Przenośny komputer przenośny MSI Claw do gier jest wyjątkowy pod jednym specyficznym względem, który sprawia, że jest naprawdę interesujący dla określonej klasy graczy. Ta konkretna klasa to maniak sprzętu, a konkretnym interesującym szczegółem jest to, że jest oparta na procesorze Intel Core Ultra, a nie na jednym z procesorów AMD Phoenix APU, na których opierają się prawie wszystkie inne handheldy do gier.
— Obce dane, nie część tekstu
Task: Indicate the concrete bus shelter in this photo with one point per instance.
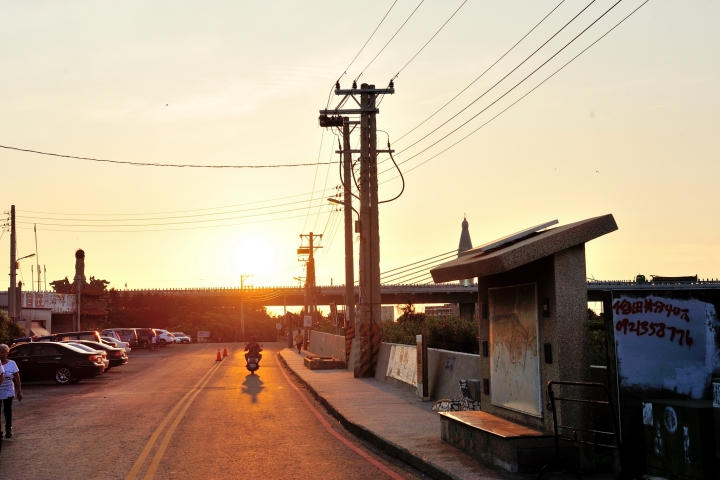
(533, 329)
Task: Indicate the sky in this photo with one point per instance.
(630, 127)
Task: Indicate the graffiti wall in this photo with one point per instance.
(665, 343)
(57, 302)
(403, 364)
(514, 361)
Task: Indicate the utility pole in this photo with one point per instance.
(37, 257)
(366, 344)
(242, 306)
(310, 288)
(348, 211)
(12, 303)
(288, 322)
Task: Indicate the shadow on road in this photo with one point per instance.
(252, 386)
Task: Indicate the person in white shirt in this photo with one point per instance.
(9, 387)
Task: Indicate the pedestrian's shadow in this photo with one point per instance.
(252, 386)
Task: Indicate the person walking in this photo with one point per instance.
(10, 387)
(299, 340)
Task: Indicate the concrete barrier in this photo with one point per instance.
(445, 368)
(327, 345)
(397, 364)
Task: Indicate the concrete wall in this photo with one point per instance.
(327, 345)
(445, 369)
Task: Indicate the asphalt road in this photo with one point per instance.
(178, 413)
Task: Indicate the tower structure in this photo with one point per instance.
(467, 310)
(465, 244)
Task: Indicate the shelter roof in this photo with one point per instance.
(476, 263)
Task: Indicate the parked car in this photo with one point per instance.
(115, 356)
(101, 353)
(142, 335)
(165, 337)
(180, 337)
(116, 343)
(87, 335)
(128, 335)
(61, 362)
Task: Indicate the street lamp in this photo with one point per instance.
(335, 201)
(17, 262)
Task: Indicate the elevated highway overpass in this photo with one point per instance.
(395, 294)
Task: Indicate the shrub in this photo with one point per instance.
(448, 333)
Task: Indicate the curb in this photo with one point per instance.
(386, 446)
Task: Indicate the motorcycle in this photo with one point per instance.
(253, 364)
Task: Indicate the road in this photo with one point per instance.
(179, 414)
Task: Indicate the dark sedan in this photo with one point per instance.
(55, 361)
(117, 356)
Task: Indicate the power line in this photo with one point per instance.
(176, 211)
(388, 42)
(173, 165)
(415, 263)
(164, 224)
(165, 229)
(327, 175)
(161, 218)
(312, 191)
(519, 99)
(479, 76)
(510, 73)
(426, 43)
(168, 223)
(414, 270)
(364, 45)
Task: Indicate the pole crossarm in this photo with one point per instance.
(350, 111)
(358, 151)
(358, 91)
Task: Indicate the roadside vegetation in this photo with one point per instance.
(447, 333)
(189, 314)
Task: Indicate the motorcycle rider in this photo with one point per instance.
(253, 348)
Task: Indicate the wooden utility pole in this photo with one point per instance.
(242, 306)
(310, 287)
(12, 300)
(366, 344)
(348, 211)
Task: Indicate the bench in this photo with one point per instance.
(497, 441)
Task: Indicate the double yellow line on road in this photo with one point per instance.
(183, 406)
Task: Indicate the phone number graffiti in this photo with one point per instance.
(654, 329)
(649, 306)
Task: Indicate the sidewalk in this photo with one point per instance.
(392, 419)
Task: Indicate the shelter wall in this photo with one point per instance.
(560, 280)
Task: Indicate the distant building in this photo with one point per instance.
(447, 310)
(387, 313)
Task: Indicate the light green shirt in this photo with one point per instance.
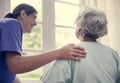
(101, 65)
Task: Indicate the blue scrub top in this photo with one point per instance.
(10, 40)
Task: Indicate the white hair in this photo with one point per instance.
(92, 22)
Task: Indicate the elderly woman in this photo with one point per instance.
(101, 64)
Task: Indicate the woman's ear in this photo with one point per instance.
(23, 14)
(77, 33)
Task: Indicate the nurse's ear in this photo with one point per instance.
(23, 14)
(77, 33)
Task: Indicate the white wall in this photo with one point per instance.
(4, 7)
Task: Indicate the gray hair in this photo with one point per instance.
(92, 22)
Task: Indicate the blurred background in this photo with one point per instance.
(55, 25)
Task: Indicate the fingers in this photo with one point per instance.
(75, 58)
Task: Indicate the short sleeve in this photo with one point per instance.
(58, 73)
(11, 36)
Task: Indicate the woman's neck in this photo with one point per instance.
(88, 39)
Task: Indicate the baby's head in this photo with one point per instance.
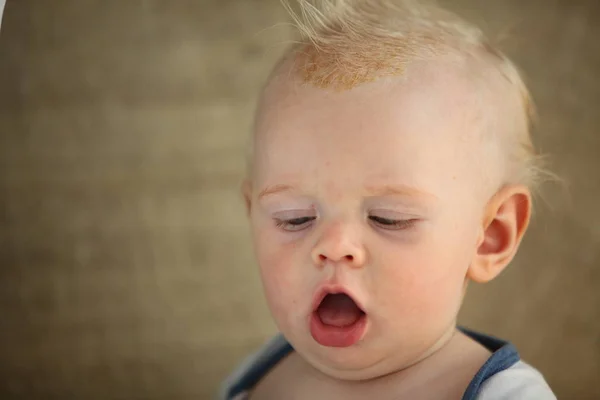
(392, 163)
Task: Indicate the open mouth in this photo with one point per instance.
(337, 320)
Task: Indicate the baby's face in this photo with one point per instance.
(376, 192)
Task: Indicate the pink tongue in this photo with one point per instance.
(338, 310)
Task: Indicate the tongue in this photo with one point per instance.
(338, 310)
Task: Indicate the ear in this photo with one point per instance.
(246, 190)
(505, 221)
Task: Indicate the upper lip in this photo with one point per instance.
(324, 290)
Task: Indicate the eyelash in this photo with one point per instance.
(294, 224)
(297, 224)
(393, 224)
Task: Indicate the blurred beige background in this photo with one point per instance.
(126, 270)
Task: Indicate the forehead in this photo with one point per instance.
(418, 128)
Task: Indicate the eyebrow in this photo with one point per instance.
(399, 190)
(385, 190)
(269, 190)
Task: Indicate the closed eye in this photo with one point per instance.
(393, 224)
(294, 224)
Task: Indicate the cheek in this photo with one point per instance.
(425, 279)
(279, 272)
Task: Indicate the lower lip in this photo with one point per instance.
(334, 336)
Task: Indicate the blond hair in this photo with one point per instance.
(345, 43)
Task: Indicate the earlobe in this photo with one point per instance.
(246, 189)
(505, 221)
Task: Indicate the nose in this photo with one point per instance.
(339, 243)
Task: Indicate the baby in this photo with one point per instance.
(392, 164)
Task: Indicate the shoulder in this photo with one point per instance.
(254, 368)
(519, 382)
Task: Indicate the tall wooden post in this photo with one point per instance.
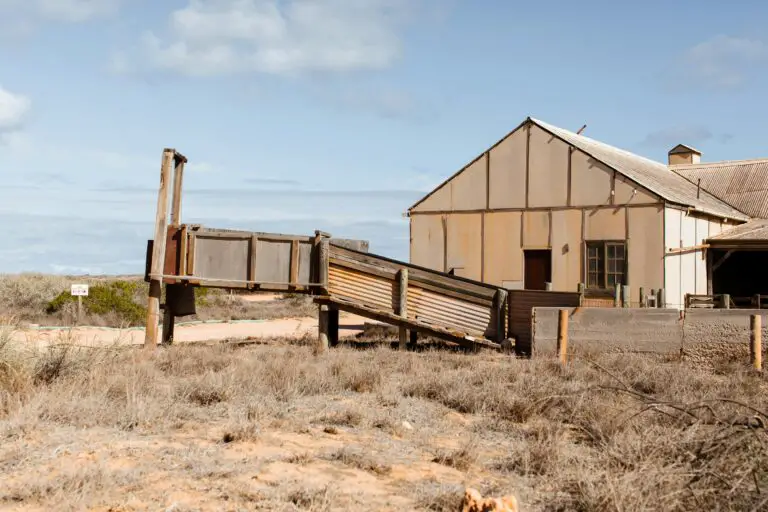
(323, 325)
(402, 302)
(169, 320)
(499, 301)
(756, 342)
(562, 337)
(158, 252)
Właśnie nad tym pracowały Intel i MSI i według producenta najnowsze aktualizacje MSI Claw radykalnie poprawiają wydajność w grach. Sami tego jeszcze nie testowaliśmy, ale według MSI korzyści te wahają się od zaledwie 5% w kowbojskich grach akcji Red Dead Redemption 2 aż do imponującego wzrostu o 150% w symulatorze przetrwania zombie 7 dni do śmierci.
Advertisement
To znacznie pogarsza wydajność AI i uniemożliwia korzystanie z zaawansowanej wersji XeSS dostępnej tylko na dyskretnych procesorach graficznych Arc, ale nie ma to absolutnie żadnego wpływu na ogólną wydajność samego procesora graficznego w grach, który uznaliśmy za całkiem dobry i konkurencyjny z ASUS ROG Ally w naszej recenzji Meteor Lake Core Ultra 7 165H na pokładzie MSI Prestige 16 AI Evo. To powiedziawszy, nie ma powodu, dla którego Claw miałby pozostawać tak daleko w tyle za swoimi konkurentami, jak to miało miejsce pierwotnie, i cieszymy się, że aktualizacje uwalniają jego potencjał.
Oczywiście pozostaje faktem, że Claw jest znacznie droższy niż jego prawdopodobnie lepsi rywale, w tym ASUS ROG Ally i wspomniany Steam Deck OLED. Jednak wciąż jest tu wiele do polubienia, na przykład wyjątkowa obsługa Thunderbolt 4, czujnik odcisków palców i obsługa Wi-Fi 7 przez urządzenie. Miejmy nadzieję, że z przyszłymi aktualizacjami MSI Claw staje się czymś więcej niż ciekawostką.